Assodato che scrivo in italiano e che nessuno ha ancora deciso di tradurmi in altre lingue, una domanda sorge spontanea: perché sulla copertina c'è il nome dell'autore e non quello del traduttore? Generazioni di traduttori, sconosciuti ai più, si sono chiesti la stessa cosa molte volte.
"Anch'io ho scritto un libro!" dice una voce dalle retrovie. "Ma è finito dopo due pagine". E allora proviamo a fare come diceva Donaldson e cerchiamo assieme due o più storie che si intersecano e che si trasformano in un romanzo. Fino a quando le due ore a disposizione stanno per terminare e la gogna attende di essere usata.

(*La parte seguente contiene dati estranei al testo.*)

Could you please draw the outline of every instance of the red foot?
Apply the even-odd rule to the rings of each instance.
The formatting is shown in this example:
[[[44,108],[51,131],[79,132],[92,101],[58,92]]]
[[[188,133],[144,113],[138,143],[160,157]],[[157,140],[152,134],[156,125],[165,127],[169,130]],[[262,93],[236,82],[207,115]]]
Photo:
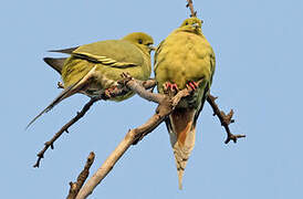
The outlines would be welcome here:
[[[196,91],[198,88],[198,86],[199,85],[194,81],[188,81],[188,83],[186,84],[186,87],[191,91]]]
[[[107,90],[104,91],[104,94],[111,98],[113,96],[113,94],[117,91],[117,86],[114,87],[108,87]]]
[[[170,92],[178,92],[179,91],[177,84],[171,84],[170,82],[166,82],[164,84],[164,90],[165,91],[170,91]]]

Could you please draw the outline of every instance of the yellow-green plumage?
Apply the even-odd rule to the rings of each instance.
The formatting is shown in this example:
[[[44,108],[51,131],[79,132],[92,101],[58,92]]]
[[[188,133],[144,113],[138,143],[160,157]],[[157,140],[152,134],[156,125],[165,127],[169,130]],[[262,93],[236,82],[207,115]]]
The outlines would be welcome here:
[[[155,54],[159,93],[164,93],[167,82],[182,90],[187,83],[202,80],[195,94],[181,100],[166,121],[178,169],[179,188],[187,159],[195,146],[196,121],[209,92],[215,65],[215,53],[197,18],[185,20],[160,43]]]
[[[137,80],[147,80],[152,72],[153,43],[153,38],[148,34],[135,32],[122,40],[100,41],[79,48],[52,51],[71,54],[67,59],[44,59],[62,75],[64,91],[29,125],[62,100],[75,93],[92,97],[116,86],[117,81],[122,78],[122,73],[129,73]],[[123,101],[132,95],[133,93],[129,92],[111,100]]]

"Gli scrittori oggi devono leggere qualcosa ai bambini" annuncia la maestra, ignara che io non leggo nulla in pubblico da anni e anni, da quella volta in cui un sacerdote mi sgridò davanti ai fedeli della messa domenicale per come incespicavo nelle parole durante la seconda lettura. E il fatto di trovarmi di fronte a dei bambini non mi tranquillizza per nulla, anzi, mi mette addosso ancora più inquietudine: e se si scoprissero più severi di quel che sembrano e in attesa di una vittima su cui accanirsi?
Ma mi faccio forza e leggo la fiaba di Quintino, quella che Daniela, la bibliotecaria, legge al piccolo Claudio, il figlio di Federico Lombardi in Di cose giuste e di cose ingiuste e aspetto che siano i bambini a decretare come va a finire la storia. Poi mi faccio mille domande come mio solito: sarà andata bene?, avranno capito?, non sarò stato noioso?, sarò stato esauriente?, cosa resterà di questa chiacchierata? Una sola cosa mi tranquillizza: quel "Non è vero che leggi male" pronunciato da un bambino e che alle mie orecchie suona come una grazia. Non tornerò a leggere in chiesa, ma mi fa piacere di non essere stato bocciato.